Via Accessify, Tesco have come under fire for their re-launched access site (combined with the main site, but with a preference to switch to a frames and image-free version).
Perhaps I was biased by reading one point of view first, but it seemed like the radio equivalent of a mugging!
The whole interview is based on the experience Tom Walker has with using Jaws on the site. However, his taking a
week and a half of messing about to find the access version says more about his lack of experience with screen readers (or even just keyboard access?) than it does about Tesco’s site.
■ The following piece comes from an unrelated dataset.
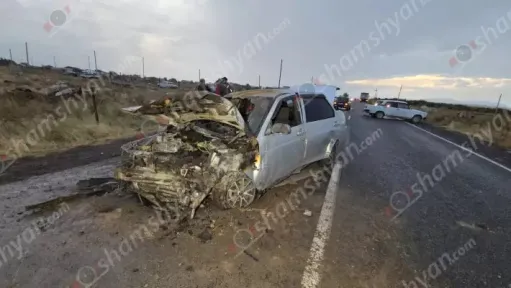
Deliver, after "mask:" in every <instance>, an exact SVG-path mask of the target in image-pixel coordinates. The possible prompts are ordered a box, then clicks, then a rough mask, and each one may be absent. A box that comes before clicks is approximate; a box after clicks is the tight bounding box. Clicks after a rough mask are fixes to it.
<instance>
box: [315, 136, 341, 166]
mask: <svg viewBox="0 0 511 288" xmlns="http://www.w3.org/2000/svg"><path fill="white" fill-rule="evenodd" d="M337 153H339V141H336V142H335V144H334V146H333V147H332V151H330V154H329V155H328V158H325V159H323V160H321V161H320V162H319V164H320V165H321V166H324V167H328V169H330V170H331V169H333V168H334V165H335V160H336V158H337Z"/></svg>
As part of training people in accessibility, a demo with Jaws is a great way of highlighting why the techniques we describe make a difference. People sit down in front of a screen reader, bring up a site they know, and try to do something on it (e.g. buy a book). They can’t see the screen, and are helped with the basic keyboard commands.
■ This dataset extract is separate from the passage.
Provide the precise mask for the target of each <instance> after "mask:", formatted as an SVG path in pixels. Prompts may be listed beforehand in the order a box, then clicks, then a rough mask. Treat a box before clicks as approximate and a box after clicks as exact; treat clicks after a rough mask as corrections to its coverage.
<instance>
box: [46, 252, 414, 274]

However, one thing is made very clear:
By all means download and try a screen reader, but to do not make design decisions based on your experience with it. It’s just too different from someone who uses the technology on a daily basis, because they have to.
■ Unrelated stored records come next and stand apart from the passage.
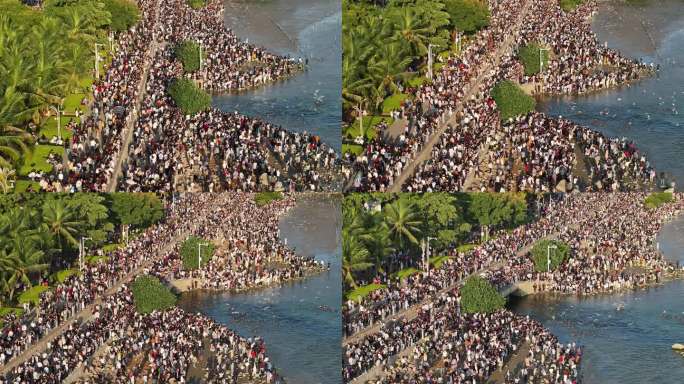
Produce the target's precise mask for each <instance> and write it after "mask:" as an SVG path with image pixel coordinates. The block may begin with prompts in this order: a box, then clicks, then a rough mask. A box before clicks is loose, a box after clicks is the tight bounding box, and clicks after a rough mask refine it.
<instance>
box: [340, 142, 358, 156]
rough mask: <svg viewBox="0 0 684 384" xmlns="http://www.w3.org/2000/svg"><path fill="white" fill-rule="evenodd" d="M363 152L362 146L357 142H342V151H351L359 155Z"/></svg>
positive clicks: (354, 153)
mask: <svg viewBox="0 0 684 384" xmlns="http://www.w3.org/2000/svg"><path fill="white" fill-rule="evenodd" d="M362 152H363V147H362V146H360V145H358V144H342V153H351V154H354V155H357V156H358V155H360V154H361V153H362Z"/></svg>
It is from in-experienced usage that you get things like phonetically spelling accesskey links (which then completely fail if the person uses a different voice setting from the developer!).
It was pretty obvious that the journalist new little of screen reader usage, and his criticism was unfounded. From there, the interview simply ran with that theme.
I’m not endorsing the Tesco site – I haven’t used it for ages. A brief look now shows a fairly straightforward no-frills site once you select the access version. The IA is somewhat confusing to me (e.g. “extra” is a top-level item), but I imagine changing the IA would be a league of complexity and work above changing the front-end code!
Anyway, as someone who often assesses sites for accessibility, it is very disheartening when a site (not matter how good or bad) is critisised on such a faulty basis.
Tesco’s IT manager Nick Lansley desribes his experience. We (at work) have been arguing against separate versions of sites for accessibility for a while, and I think the new version is a step in the right direction. There is a lot of potential to be had from using web standards on the site in general, but from what Ian said on Accessify they probably know that already.